Seller’s Market

In the late 1980s my wife and I started an alternative paper. We had been running a typesetting shop so we had the production skills in hand, and we both had news backgrounds that made it a cinch to find contributors, edit their copy and fill the product with credible material. Our weakness was sales, and as I look at the new media landscape I think the winners will be those outfits that can sell, sell, sell.

That is not to minimize the technical learning hurdle old newsies like me have to overcome. But learning new production skills builds on what we know. Selling is an art that springs from personality traits that do not flourish overnight.

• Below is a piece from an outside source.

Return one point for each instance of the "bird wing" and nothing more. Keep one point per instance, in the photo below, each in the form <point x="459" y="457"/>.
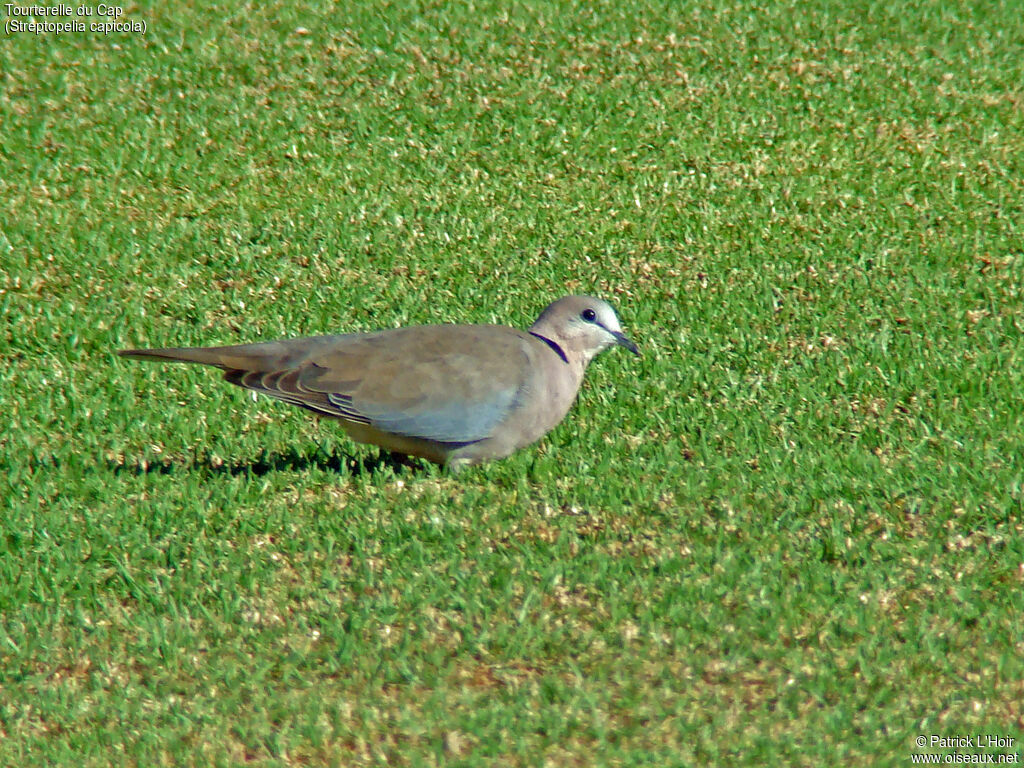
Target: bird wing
<point x="452" y="384"/>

Moreover, new media ad types and rate structures are foreign to buyers and sellers of previous media. All the parties to the sale must learn new tricks.

Last month, for instance, ClickZ.com published an interview with online marketing expert Leslie Laredo, who cut her teeth on Internet sales back in the days of Prodigy, according to her bio. Laredo now runs a consulting firm that trains sellers and buyers so she’s not a disinterested observer. But when asked “what do you see as different now, as opposed to the earlier days of online advertising?” Laredo answered thus:

“Back in the late ’90s, in our classes of about 350 attendees, we used to see about a 3-to-1 ratio of media sellers to media buyers. Nowadays, the ratio is completely reversed. Our media buying courses are sold out. We also see more senior-level people attending our courses, like agency presidents and directors of marketing for large corporations who say that they want to become more adept at the Internet medium so they can better deal with their agencies.”

So the buyers are ready and willing. It’s time for the sellers to get up to speed, and this won’t be easy for small firms and startups that must compete for selling talent in a market that probably can’t hire enough rainmakers. Meanwhile, there is stuff to learn, Laredo advises, and it doesn’t matter if its self-serving so long as she is right when she says:

“Everyone needs to revisit the fundamentals before trying to understand new online advertising, because even the fundamentals have changed.” (In particular she mentioned new guidelines, promulgated by the Interactive Advertising Bureau, for counting online ad impressions.)

So check and recheck your plans regarding content and production. Think about community and conversation, feedback and user-generated material. But obsess over sales — or find and pamper the gifted associate who will obsess over sales for you.